Two weeks before my oldest cousin’s twenty-third birthday, he shot and killed himself. It scarred our family. The kind of jagged, gnarled scar, like a poorly-filled pothole, that — even though it’s been nearly twenty years — you still run your fingers across from time to time and feel the sting of a fresh wound.
We weren’t all that close, but as a 14 year old, sorting through my own perceptions of self-worth and fears about the future at the time of his death, I felt it very deeply. It was the first time a loved one of mine had committed suicide, but it would not be the last. Not even close.
I want to talk about guns. It’s controversial, fraught with partisan politics, and the conversation always seems to focus on the fringe issues. We argue about whether we need armed employees at schools or campus gun bans, but the number of deaths from school shootings is very, very small compared to the total number of gun-related deaths (although we all believe the number should be zero). We argue about ways to fix the mental health care system, so we keep guns out of the wrong hands, but the connection between mental illness and violence is weak (although we all believe the mental health care system absolutely needs improvement). Those are not the issues I want to talk about (today, at least).
Personal experience always trumps rhetoric, so for me, when I think about guns, it is suicide and its impact on families and communities that weighs on my mind.
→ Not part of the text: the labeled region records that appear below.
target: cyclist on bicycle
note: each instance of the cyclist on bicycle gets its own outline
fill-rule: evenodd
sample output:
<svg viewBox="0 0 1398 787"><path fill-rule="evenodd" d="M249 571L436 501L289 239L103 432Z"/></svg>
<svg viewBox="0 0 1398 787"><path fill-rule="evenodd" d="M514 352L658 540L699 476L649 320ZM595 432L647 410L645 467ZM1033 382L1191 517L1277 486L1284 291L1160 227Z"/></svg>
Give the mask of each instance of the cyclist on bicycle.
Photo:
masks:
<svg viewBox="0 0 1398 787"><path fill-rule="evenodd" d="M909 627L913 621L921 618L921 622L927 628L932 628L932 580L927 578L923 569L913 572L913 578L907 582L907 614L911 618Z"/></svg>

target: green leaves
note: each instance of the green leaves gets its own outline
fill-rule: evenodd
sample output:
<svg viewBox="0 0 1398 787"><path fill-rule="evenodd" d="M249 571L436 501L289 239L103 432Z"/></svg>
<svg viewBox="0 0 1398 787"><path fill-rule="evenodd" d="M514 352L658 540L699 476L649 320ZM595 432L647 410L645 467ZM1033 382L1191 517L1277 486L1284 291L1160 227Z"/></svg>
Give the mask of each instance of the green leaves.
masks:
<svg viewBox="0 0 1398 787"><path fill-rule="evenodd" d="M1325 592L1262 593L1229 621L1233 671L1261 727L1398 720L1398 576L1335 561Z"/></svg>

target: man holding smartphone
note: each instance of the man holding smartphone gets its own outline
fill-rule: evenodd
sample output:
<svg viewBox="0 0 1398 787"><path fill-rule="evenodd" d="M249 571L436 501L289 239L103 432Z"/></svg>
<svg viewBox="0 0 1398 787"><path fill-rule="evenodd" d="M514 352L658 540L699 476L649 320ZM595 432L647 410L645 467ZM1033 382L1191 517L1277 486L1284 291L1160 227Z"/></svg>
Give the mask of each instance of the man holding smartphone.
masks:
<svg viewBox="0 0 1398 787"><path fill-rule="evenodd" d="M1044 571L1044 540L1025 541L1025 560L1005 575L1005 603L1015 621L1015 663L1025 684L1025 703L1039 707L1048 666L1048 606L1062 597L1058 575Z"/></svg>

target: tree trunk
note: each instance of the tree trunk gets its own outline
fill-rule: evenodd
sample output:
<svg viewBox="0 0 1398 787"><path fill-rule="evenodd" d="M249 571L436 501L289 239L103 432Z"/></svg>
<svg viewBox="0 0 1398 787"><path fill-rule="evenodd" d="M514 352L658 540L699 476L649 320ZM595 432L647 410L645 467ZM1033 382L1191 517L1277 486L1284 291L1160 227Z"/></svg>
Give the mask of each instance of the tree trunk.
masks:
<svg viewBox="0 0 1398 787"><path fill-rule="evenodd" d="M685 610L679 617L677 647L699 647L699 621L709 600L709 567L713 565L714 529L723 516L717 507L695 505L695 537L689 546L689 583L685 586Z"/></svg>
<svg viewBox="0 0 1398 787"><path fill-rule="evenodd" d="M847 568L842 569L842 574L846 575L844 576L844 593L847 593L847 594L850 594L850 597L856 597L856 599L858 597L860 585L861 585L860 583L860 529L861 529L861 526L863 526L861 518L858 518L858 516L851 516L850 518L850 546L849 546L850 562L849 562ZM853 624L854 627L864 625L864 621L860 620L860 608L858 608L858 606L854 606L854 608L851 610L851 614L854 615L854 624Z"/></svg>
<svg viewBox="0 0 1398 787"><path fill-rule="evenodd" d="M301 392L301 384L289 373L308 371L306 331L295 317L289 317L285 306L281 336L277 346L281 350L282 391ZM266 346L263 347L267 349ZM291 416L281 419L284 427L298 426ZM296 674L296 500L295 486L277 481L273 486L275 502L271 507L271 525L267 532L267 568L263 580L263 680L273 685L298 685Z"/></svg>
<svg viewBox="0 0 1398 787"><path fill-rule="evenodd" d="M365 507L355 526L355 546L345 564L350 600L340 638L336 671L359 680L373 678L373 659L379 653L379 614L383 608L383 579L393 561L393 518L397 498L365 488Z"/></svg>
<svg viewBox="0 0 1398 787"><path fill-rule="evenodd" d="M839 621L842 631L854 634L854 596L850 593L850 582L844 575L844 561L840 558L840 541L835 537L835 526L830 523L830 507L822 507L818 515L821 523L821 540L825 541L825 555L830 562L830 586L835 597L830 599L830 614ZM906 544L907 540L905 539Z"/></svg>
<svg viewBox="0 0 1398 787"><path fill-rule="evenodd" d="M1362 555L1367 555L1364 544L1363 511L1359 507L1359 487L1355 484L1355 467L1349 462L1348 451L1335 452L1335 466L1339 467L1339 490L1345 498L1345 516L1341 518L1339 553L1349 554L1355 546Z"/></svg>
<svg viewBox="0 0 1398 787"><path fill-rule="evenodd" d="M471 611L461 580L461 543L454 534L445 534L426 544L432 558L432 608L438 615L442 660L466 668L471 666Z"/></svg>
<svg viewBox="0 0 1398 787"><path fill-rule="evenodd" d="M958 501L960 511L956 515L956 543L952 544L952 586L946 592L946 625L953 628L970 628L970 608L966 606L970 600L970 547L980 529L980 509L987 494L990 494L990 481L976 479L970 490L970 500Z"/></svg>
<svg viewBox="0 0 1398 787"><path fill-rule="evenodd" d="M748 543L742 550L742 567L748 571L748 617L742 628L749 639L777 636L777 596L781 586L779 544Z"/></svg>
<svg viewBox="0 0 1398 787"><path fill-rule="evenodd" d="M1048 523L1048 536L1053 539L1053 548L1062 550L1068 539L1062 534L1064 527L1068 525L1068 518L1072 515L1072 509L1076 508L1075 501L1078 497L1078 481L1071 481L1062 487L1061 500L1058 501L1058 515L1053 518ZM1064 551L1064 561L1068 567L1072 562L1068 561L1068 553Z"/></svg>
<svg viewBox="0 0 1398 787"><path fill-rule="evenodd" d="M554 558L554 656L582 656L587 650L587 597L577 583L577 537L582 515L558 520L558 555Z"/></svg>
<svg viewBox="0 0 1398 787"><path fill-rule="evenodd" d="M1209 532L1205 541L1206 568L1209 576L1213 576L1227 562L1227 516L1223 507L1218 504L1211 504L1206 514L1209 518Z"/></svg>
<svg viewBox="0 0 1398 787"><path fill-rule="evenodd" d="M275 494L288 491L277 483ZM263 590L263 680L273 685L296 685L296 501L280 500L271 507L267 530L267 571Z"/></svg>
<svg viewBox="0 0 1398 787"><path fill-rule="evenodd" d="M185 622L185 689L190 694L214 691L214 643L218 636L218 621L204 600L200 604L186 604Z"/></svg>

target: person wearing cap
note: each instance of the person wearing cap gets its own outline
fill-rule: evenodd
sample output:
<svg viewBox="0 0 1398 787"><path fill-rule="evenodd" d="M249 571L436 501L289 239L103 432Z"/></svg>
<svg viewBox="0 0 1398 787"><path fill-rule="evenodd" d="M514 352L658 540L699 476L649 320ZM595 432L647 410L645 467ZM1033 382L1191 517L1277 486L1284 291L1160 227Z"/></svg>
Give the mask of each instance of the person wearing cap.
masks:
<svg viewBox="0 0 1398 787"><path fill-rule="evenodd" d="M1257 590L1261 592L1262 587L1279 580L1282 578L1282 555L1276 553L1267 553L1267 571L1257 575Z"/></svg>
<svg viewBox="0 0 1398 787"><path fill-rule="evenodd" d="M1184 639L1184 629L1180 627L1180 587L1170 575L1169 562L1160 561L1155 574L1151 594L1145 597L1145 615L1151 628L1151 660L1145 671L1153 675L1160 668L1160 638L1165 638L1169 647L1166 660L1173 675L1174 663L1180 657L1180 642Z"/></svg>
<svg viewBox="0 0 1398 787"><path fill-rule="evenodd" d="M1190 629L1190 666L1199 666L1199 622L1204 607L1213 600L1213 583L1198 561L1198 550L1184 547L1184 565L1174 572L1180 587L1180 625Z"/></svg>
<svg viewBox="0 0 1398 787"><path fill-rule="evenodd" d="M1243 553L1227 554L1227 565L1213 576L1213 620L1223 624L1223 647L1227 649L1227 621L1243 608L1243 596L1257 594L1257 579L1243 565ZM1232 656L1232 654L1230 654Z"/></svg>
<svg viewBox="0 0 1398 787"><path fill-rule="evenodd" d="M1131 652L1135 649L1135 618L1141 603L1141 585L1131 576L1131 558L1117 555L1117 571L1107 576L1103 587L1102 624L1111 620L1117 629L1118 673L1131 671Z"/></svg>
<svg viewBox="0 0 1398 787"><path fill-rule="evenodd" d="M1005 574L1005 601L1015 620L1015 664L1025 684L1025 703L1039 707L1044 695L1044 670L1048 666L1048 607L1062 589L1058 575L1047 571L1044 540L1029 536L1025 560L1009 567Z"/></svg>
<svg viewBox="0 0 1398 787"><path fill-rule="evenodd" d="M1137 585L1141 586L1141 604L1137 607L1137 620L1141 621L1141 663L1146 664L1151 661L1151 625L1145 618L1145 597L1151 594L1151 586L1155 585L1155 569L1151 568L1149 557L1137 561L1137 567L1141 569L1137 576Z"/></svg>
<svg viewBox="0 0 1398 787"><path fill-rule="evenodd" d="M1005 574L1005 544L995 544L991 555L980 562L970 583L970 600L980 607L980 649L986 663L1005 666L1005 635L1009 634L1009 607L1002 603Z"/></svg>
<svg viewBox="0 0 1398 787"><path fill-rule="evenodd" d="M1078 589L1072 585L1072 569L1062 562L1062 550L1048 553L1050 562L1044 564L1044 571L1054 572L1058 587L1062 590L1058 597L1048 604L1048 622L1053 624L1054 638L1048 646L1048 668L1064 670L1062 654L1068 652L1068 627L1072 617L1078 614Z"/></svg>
Unlike the other gun issues we debate, this one is, statistically, the biggest issue related to guns in the U.S.: Americans are far more likely to kill themselves than each other. In 2012, nearly two-thirds of all firearm deaths were suicides, and the number is rising. In fact, firearm homicides have been decreasing since 2006, despite the proliferation of media attention, the issue is currently receiving.
Suicide is unquestionably a mental health problem, and an especially big problem in western states like Colorado. But it’s a gun problem, too. Of all those who attempt suicide, 9 percent die; of those who attempt suicide with a gun, 85 percent die. According to the CDC, more than half of suicide deaths involved firearms — over 21,000 in 2013. That’s about the same as the number of deaths from leukemia each year, and at that scale, it’s hard to deny that guns are a public health issue.
Without banning cigarettes and shutting down manufacturers, we’ve still managed to significantly reduce their negative effects on the general population. If we’re willing to have a thoughtful, civil discussion around how we limit exposure of vulnerable populations to guns, one that recognizes that there isn’t a single solution, but that we need a multi-faceted, commonsense approach, then we can make progress on this issue, too.
I want our leaders and our country to keep talking about guns, because we haven’t found our common ground yet. I want our communities to talk about public safety, crime, and individual liberties, but not let fear guide our policymaking. And, I want us all to talk about the lives that are at stake, and the loved ones we’ve lost.
Suicide has always been a taboo way to die — a cause of death that’s quietly left out of obituaries — and access to a gun facilitates it. The human cost of our silence is too great; so let’s talk about it. For David, and all the others.